CSC 477 Expository visualization

Contents
An expository article requires the author to investigate an idea, evaluate evidence, expound on the idea, and set forth an argument concerning that idea in a clear and concise manner.
In this assignment, you will
- Design (with pen and paper) an expository visualization to clearly communicate an idea based on a provided data set,
- Implement the visualization in an Observable notebook using Vega-Lite, and
- Provide a rigorous rationale for your design choices. You should, in theory, be ready to explain the contribution of every pixel in the display towards your expository goals.
Please read these directions completely before starting.
Deliverable
Your Deliverable in Canvas will be a URL to an Observable notebook. The notebook will contain your pen-and-paper sketch (uploaded as an image), your Vega-Lite implementation, and your write-up describing your design rationale and the question your visualization answers.
Whether you use the JSON syntax or the JS API for Vega-Lite is up to you.
To get started, create a new Observable Notebook and give it a useful title (don’t overthink it to start with, since you will likely change it once your ideas emerge).
When you are finished, click the 🌐 Share...
button on the top right, copy the URL, and submit it in Canvas.
Please be sure to make your notebook publicly viewable and unlisted.
Suggested imports
It’s recommended that you add a cell with the following code to import Vega-Lite.1
import {vl} from "@vega/vega-lite-api-v5"
You may also want to import Arquero for nice table viewing:
import {aq, op} from "@uwdata/arquero"
Dataset
Computing is considered a fundamental skill for civic engagement, self-expression, and employment opportunity. An extremely strong predictor of individuals’ impressions of computing and likelihood to study computing in college is whether or not they took computing courses in high school or middle school.
In this assignment, you are given a dataset about the demographics of K-12 CS enrolment in the state of California, kindly provided to me by the non-profit organization CSforCA.org, which tracks K-12 access to CS coursework in California.
Here are the first five records in the dataset, showing the number of students from each demographic group that were enrolled in AP CS courses, other (Non-AP) CS courses, and the total high school enrolment in that county. The report was published in 2021, and the data herein is about the 2018–2019 academic year.
county |
race |
sex |
AP CS |
Non-AP CS |
Overall Enrollment |
---|---|---|---|---|---|
Alameda | African American | F | 19 | 292 | 3398 |
Alameda | African American | M | 21 | 407 | 3584 |
Alameda | Asian | F | 115 | 768 | 8367 |
Alameda | Asian | M | 202 | 1400 | 8687 |
Alameda | Filipino | F | 17 | 69 | 1904 |
Add a cell with the following code to your notebook to import this data as an Arquero table.
data = aq.loadJSON(
'https://ayaankazerouni.org/courses/csc477/datasets/csforca-enrollment.json'
)
Also, add a reference to the CS Access Report to the bottom of your notebook, in a section titled References. You should also skim the report to get a better sense of the issues at play.

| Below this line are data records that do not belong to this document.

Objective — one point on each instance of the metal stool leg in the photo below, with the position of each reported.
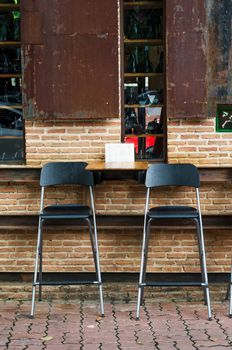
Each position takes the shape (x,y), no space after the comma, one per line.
(142,268)
(203,266)
(41,260)
(94,244)
(96,253)
(145,259)
(143,256)
(200,255)
(36,267)
(230,289)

While you must use this provided data-set, you are free to transform it as you see fit. Such transforms may include (but are not limited to) tidying, log transformation, computing percentages or averages, grouping elements into new categories, or removing unnecessary variables or observations.
You’re also strongly encouraged to incorporate additional external data that, when merged with the provided data, lead to interesting insights. For example, the data.ca.gov website contains data collected by the California state government about things like household incomes in California counties, the percentage of homes with access to computers, food access, etc.
If you include additional data, your notebook should cite the source in the References section, and include a URL.
Assignment
Your task is to design a static (i.e., non-interactive) visualization that you believe effectively communicates an idea about the data, and provide a short write-up (no more than 4 paragraphs) describing your design.
You visualization may include multiple graphics concatenated together. We’ll talk about multi-view composition as this assignment progresses.
Part 1: Sketching
Start by choosing a question you’d like your visualization to answer. You’re encouraged to base your question on a combination of the provided dataset and some externally obtained data. I advise to start with a relatively small-scope question—this assignment is fairly open-ended and I want you to spend more time on the visualization than on scouring the Web for additional data sources.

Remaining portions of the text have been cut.